Every half hour or so listening to the book, I kept telling myself that each lie told to sell the war were in actuality uncovered fairly rapidly, yet Bush and Cheney got reelected. “How could that have happened?” As I kept asking myself, Rich goes into that also, as he tells how Bush/Cheney were packaged during the re-election period, and how John Kerry was unpackaged; by himself in many ways, but also by the swiftboaters.
Arriving home from what is a long drive even without the stupid detour, I settled on the couch and channel surfed, finding Part 1 of the Frontline documentary, “Bush's War.”
Frontline's tale hit on many facts detailed in Rich's book, but it's mostly a “fly-on-the-wall” look at the White House, Pentagon, and CIA – the personality conflicts, turf wars, etc. Most intriguing is the absolute bungling a war we entered without a plan to provide security for Iraqi citizens. Bush sent men without any experience to Iraq, who immediately dismantled the existing government and military, driving hundreds of thousands of now angry, hopeless, and armed Iraqis into the shadows and underground.
The visuals of the Frontline story are very valuable, in that they bring faces to their story, faces we can put with the names we have grown to know. Frontline transformed almost all their gathered photographs of individuals into sepia monotone images that were carefully cropped to remove distracting background elements, and in doing so made faces and facial expressions distinct. While hearing of conflicts between Condi and Donald, you often see her in the background, and as the old saying goes, “A picture is worth a thousand words.”

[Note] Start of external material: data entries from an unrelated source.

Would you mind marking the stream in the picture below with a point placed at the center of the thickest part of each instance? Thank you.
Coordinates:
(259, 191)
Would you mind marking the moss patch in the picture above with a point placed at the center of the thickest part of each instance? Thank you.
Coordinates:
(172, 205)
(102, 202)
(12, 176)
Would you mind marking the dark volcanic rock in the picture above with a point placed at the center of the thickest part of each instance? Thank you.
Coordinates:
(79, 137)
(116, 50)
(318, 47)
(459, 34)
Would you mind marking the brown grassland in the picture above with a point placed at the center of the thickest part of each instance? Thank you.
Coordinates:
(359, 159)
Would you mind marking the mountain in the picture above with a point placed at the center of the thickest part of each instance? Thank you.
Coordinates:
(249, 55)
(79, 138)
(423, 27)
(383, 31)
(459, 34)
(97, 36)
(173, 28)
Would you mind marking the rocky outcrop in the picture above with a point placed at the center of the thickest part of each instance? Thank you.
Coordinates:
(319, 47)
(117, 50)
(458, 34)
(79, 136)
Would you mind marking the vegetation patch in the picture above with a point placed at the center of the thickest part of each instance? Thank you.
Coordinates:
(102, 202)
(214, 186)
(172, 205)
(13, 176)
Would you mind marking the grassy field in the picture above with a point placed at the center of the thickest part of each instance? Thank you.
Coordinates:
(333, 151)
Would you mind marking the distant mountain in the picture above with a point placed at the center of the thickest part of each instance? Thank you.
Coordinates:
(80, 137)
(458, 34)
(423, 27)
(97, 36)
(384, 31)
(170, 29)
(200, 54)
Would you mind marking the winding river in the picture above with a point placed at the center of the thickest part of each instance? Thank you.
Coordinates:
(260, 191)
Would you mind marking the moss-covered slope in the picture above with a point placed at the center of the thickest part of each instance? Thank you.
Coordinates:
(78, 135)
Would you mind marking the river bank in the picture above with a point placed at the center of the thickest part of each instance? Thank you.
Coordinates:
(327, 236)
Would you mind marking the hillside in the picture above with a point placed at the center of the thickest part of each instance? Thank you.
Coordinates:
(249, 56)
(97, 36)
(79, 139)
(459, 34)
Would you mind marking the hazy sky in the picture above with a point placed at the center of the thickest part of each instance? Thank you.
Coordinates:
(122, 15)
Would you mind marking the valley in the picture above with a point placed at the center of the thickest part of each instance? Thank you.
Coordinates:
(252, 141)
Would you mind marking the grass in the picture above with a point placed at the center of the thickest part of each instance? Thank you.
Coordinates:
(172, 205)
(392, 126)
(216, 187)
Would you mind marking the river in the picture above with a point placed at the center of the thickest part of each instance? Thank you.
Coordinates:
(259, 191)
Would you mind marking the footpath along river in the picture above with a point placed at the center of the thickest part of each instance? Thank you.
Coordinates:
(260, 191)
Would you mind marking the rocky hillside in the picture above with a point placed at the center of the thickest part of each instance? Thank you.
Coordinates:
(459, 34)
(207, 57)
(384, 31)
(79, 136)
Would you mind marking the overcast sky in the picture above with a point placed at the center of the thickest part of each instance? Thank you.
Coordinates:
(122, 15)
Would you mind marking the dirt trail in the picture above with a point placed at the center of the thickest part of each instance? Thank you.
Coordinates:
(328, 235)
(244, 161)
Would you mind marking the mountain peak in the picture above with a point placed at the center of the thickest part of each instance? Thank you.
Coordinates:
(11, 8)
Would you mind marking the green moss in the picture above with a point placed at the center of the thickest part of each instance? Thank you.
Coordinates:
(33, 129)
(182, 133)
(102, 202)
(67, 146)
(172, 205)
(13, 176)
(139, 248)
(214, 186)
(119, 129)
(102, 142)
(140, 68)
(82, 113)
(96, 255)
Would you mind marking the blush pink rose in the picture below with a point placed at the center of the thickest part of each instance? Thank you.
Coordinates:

It is also in seeing the closely cropped monotone images of unfamiliar faces that made this a well-told story and for me, easily understandable and unforgettable for the first time. I followed the story into Part 2 on Tuesday night.
Rich's book on CD will be back at the Loveland Library as soon as I finish the last disk (I do not know whether of nor they have the book itself) and you can watch “Bush's War” on-line at your pleasure by following this link. (PBS makes viewing easy with chapter markers.). You will also find a video timeline, more than 400 interviews, battlefield stories, slideshows/videos, and reporters dispatches.
Buy "The Greatest Story Ever Sold, The decline and fall of truth" by Frank Rich here.
Search for the book at the public library here.
For it or against it, or somewhere in between - these are two good sources for understanding it.